Ubeydullah-ı Ahrar hazretlerini “rahmetullahi aleyh” sevenlerden bir genç, bir gün nefsine uyup, şarap almış evine götürüyordu ki, şarap testisi bir duvara çarptı ve kırıldı birden.
İçindekiler döküldü yollara.
Anladı bunun bir ikaz-ı ilahi olduğunu.
Oradan doğruca bu büyük Veli’nin yanına gitti.
Ubeydullah-ı Ahrar hazretleri onu görünce;
- Evladım, kul, günah yolunda bir adım bile atmamalıdır, buyurdu. Eğer o testi kırılmasaydı, benim kalbim kırılacaktı.
Delikanlı pişman olmuştu zaten.
Tövbe etti bu zatın huzurunda.
Ve bir daha işlemedi bu günahı.
Zira; “Evliyanın sözünde rabbani tesir vardır” diye buyurmuştur büyüklerimiz.
Onlar görülünce…
Bu zat, bir gün sohbetinde;
- Allah adamlarını görmek şifadır, buyurdu. Çünkü onlar görülünce Allah hatırlanır.
Dinleyenler;
- Öyle bir Allah adamı yoksa efendim? dediler.
- Onlar yoksa da, kendilerini çok sevmeliyiz, buyurdu.
- Efendim, biz bütün Ehl-i sünnet âlimlerini ve bütün Evliyaları, görmemiş olsak da çok seviyoruz. Bu da şifa mıdır?

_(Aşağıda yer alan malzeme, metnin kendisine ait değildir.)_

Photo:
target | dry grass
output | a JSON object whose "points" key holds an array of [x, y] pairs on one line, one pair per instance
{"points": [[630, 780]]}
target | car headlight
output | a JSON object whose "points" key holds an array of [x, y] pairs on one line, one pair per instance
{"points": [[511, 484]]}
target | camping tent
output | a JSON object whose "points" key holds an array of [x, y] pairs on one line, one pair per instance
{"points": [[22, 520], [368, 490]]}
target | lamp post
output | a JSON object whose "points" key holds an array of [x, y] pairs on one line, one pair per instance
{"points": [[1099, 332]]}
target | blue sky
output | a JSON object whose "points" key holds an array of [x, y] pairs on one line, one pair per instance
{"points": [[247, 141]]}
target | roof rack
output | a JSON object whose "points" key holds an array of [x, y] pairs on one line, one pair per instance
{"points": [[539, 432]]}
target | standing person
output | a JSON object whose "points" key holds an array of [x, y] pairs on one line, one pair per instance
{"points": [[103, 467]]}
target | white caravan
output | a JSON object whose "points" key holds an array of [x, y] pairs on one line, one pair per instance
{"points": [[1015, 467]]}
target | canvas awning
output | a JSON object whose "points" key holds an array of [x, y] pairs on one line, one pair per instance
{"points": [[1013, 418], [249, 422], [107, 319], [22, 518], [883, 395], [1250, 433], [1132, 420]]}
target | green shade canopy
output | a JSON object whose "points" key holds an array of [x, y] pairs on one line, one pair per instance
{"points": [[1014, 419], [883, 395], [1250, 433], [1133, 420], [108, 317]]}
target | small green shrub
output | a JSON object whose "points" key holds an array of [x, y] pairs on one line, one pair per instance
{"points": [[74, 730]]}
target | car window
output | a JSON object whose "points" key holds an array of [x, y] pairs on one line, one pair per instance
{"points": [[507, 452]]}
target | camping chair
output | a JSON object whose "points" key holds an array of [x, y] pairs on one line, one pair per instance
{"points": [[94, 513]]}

- Elbette. Onları seven ve yollarında giden, dünyada da rahat eder, ahirette de. Hem sonra kişi sevdiğiyle beraberdir. O büyükleri seven, ahirette onların yanında olacaktır.
Ve ekledi:
- Ama sevmek lafla olmaz. Seven, sevdiğinin yolunda gitmedikçe onu sevmiş olamaz.
Namazın kıymeti
Bir gün de sohbetinde;
- Kardeşlerim, huzur-u ilahide toplanmak ne büyük bir nimettir, buyurdu.
- Huzur-u ilahi nedir ki efendim? dediler.
- Namazdır, buyurdu. Çünkü Allahü teâlâ her namazdan sonra; “Ey kulum, iste vereyim” buyuruyor ki, o vakitlerde yapılan dualar geri çevrilmez.